Bir gelenek halinde!...

Hiçbir zaman,

Cumhur’u,

Hele ki, Cumhur’un bireyini, “meselelerin” odağına ve merkezine oturtmuş değiller..

Ne denilmiş Cumhurun bireylerine;

Sağcı,

Solcu,

Radikal,

Muhafazakar..

Daha sayılabilecek onlarca fraksiyona ayrılan bir millet ikmal edildi..

* * *

Böyle olunca da,

En halisane mevzu da,

Hakta, hukukta, adalette, özgürlük ve eşitlikte tamamen “çözümsüzlüğe” hapsedildi.

Yukarıda sıraladım,

Cumhuriyetin kuruluşundan bugüne “tartışılan, konuşulan” ama bir türlü çözüm getirilmeyen, “kanayan hadiseleri”..

Dile kolay,

Bugün nerdeyse bir asrı geride bırakacağız.

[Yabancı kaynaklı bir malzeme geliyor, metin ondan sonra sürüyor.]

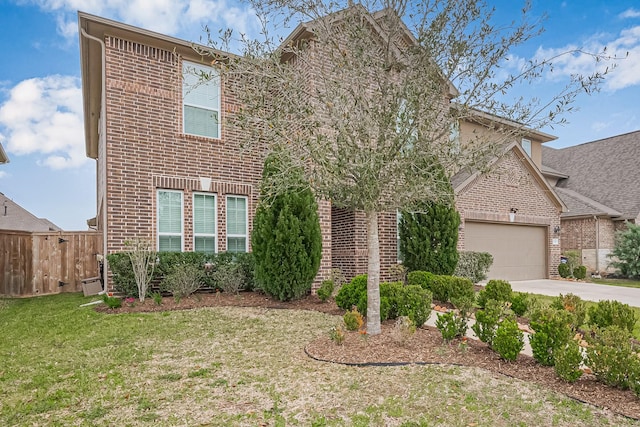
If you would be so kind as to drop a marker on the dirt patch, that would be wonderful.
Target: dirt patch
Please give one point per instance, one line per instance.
(424, 347)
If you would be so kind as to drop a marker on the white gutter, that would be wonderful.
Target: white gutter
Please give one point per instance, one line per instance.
(103, 126)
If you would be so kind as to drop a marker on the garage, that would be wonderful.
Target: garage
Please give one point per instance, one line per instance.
(519, 251)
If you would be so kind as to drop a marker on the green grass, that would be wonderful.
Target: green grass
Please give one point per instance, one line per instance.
(625, 283)
(65, 365)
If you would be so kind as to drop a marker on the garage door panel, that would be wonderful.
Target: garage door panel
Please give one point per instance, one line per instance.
(519, 251)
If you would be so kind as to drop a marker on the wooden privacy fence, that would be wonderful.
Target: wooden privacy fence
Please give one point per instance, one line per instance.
(46, 263)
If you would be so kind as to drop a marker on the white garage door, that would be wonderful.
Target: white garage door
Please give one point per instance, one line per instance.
(519, 251)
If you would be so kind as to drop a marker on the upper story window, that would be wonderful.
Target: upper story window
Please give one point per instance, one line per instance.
(526, 146)
(201, 100)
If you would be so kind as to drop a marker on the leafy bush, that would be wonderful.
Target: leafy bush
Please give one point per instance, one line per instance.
(353, 320)
(609, 356)
(563, 270)
(572, 304)
(123, 278)
(625, 253)
(473, 265)
(451, 326)
(552, 331)
(568, 359)
(580, 272)
(487, 321)
(415, 303)
(519, 303)
(229, 277)
(429, 237)
(420, 278)
(509, 340)
(325, 290)
(286, 237)
(461, 288)
(612, 313)
(497, 290)
(351, 293)
(183, 280)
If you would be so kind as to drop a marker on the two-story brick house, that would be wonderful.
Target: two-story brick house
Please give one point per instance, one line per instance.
(169, 168)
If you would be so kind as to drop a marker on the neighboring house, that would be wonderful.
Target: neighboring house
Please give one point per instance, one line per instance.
(168, 168)
(15, 218)
(599, 181)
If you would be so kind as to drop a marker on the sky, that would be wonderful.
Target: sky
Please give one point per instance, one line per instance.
(41, 126)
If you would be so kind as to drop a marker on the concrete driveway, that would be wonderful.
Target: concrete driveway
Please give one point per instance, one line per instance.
(586, 291)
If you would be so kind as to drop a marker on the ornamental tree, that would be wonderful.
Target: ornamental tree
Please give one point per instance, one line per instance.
(362, 97)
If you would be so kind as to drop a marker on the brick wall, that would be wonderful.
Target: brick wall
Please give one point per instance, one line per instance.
(508, 185)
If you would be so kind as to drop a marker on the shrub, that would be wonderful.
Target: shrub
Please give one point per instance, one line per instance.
(612, 313)
(440, 287)
(552, 331)
(568, 359)
(429, 237)
(353, 320)
(572, 304)
(461, 289)
(487, 321)
(124, 281)
(609, 356)
(111, 302)
(625, 252)
(351, 293)
(286, 237)
(519, 303)
(451, 326)
(497, 290)
(325, 290)
(415, 303)
(509, 340)
(473, 265)
(420, 278)
(563, 270)
(183, 280)
(580, 272)
(229, 277)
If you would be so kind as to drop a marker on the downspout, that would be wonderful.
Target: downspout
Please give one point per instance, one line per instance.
(597, 245)
(103, 152)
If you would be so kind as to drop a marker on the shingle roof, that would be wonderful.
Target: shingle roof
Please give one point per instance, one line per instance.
(15, 217)
(606, 171)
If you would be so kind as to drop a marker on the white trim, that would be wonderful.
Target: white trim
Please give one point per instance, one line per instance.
(215, 220)
(186, 65)
(181, 234)
(246, 221)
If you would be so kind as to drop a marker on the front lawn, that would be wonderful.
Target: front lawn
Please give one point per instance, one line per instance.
(64, 365)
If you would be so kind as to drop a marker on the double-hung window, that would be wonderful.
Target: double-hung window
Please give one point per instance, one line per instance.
(237, 224)
(204, 223)
(201, 100)
(170, 221)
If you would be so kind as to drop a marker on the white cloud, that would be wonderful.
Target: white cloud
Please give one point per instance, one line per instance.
(43, 117)
(630, 13)
(625, 47)
(182, 18)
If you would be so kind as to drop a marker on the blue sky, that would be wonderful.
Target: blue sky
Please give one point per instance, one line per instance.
(40, 99)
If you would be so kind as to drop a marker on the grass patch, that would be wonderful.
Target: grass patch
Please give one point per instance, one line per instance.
(65, 365)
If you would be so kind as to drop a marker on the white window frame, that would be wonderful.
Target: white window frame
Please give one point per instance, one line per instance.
(524, 143)
(158, 233)
(188, 68)
(215, 221)
(246, 221)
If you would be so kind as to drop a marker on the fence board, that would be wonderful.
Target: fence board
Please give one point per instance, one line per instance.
(36, 263)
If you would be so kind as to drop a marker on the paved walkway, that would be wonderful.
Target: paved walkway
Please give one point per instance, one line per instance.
(586, 291)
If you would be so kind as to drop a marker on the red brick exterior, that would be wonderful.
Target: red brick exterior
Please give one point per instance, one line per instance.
(510, 184)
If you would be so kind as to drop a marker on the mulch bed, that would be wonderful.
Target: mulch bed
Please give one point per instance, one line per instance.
(424, 347)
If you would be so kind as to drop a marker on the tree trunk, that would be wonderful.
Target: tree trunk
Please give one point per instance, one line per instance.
(373, 274)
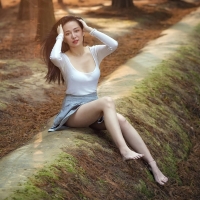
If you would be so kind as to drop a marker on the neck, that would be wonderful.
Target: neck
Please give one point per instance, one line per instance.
(78, 51)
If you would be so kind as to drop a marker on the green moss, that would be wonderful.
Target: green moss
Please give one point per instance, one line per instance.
(142, 188)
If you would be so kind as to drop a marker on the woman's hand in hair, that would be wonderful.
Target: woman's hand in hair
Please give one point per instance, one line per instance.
(85, 26)
(60, 29)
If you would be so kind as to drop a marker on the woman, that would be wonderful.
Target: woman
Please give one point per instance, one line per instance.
(76, 65)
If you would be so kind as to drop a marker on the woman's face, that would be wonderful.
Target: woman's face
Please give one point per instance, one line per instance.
(73, 34)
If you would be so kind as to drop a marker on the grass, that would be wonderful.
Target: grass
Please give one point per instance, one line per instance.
(164, 109)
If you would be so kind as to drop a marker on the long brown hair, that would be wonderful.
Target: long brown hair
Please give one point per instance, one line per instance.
(54, 74)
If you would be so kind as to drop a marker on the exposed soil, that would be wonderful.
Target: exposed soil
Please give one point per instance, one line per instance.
(23, 118)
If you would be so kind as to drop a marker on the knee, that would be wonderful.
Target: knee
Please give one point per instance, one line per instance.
(107, 102)
(122, 120)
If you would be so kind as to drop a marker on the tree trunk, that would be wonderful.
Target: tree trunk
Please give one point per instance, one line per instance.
(24, 10)
(122, 3)
(46, 19)
(60, 1)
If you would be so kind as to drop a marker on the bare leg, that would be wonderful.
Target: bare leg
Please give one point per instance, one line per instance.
(94, 110)
(135, 141)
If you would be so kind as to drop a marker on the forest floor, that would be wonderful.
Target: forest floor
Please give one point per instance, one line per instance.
(22, 118)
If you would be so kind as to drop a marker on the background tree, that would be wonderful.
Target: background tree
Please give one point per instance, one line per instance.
(46, 18)
(122, 3)
(60, 1)
(24, 10)
(0, 5)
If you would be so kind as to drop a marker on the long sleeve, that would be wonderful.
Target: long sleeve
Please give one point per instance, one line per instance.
(110, 45)
(55, 55)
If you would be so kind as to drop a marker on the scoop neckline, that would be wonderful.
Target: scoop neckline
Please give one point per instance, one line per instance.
(81, 71)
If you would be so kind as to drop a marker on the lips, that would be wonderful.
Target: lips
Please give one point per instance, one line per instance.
(75, 42)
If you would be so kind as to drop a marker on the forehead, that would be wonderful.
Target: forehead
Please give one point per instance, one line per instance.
(70, 26)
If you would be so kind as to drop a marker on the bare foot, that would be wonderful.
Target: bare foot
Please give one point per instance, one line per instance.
(158, 175)
(129, 155)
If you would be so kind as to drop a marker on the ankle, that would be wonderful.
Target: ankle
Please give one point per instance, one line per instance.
(152, 163)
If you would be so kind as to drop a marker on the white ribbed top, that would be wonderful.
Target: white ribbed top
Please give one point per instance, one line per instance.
(77, 82)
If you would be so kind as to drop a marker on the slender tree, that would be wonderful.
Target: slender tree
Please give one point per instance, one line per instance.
(122, 3)
(60, 1)
(46, 18)
(24, 10)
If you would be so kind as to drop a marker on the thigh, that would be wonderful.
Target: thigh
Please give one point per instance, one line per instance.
(98, 126)
(86, 115)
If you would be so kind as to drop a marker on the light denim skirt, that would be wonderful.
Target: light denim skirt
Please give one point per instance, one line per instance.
(70, 105)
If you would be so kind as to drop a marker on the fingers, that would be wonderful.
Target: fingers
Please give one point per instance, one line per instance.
(59, 29)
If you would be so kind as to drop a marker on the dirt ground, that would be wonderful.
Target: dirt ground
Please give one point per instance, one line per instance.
(23, 118)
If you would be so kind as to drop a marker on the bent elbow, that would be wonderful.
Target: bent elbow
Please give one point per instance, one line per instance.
(55, 58)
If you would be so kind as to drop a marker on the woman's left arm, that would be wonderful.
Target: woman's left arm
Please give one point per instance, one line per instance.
(110, 45)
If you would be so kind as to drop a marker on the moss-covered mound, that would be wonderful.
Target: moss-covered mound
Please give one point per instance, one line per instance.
(165, 109)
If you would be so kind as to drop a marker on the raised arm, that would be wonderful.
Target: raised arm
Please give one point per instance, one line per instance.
(55, 55)
(109, 46)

 Ama hala, aynı çıkmazdayız..

Demek ki,

Partilerimiz de,

Devlet mekanizması da,

Anayasa da,

Velhasıl biz Cumhur’un fertleri olarakta, hala “insanı” merkeze oturtan zihniyeti elde etmiş değiliz..

Ne demişler,

İnsanın ve insanlığın olmadığı yerde ne olur?

Üstadın ifadesiyle,

“Şer” olur, fitne ve fesat, kötü dil, düşmanlık olur..

Hele, saygı, sevgi ve muhabbet ne arar..

Şu an, hal-i pür melalimiz ortada..

* * *

Sonuç itibariyle;

Siyasallaşmanın ve ideolojik bakışların puslattığı yerde  zihniyet bulanıklığı yaşanır..

Ki bu dağınık ve komplike zihniyet zafiyeti yüzündendir ki,

Türkiye özellikle,

Güneydoğu odaklı mevzuda “insanı ve hakları” öne çıkarabilmiş değildir.

Çünkü, zihnin dağınık olduğu yerde, “İnsan” net olarak görülmez!..

Ne zaman ki,

İnsanı “merkeze” oturtursak, işte o zaman “çözümsüzlüğün” bağımlılığından kurtulmuş olur..

Çözüme, hayat vermiş oluruz..

Ancak, nerdeee o “zihnin” şeffaf ve samimiyetliği..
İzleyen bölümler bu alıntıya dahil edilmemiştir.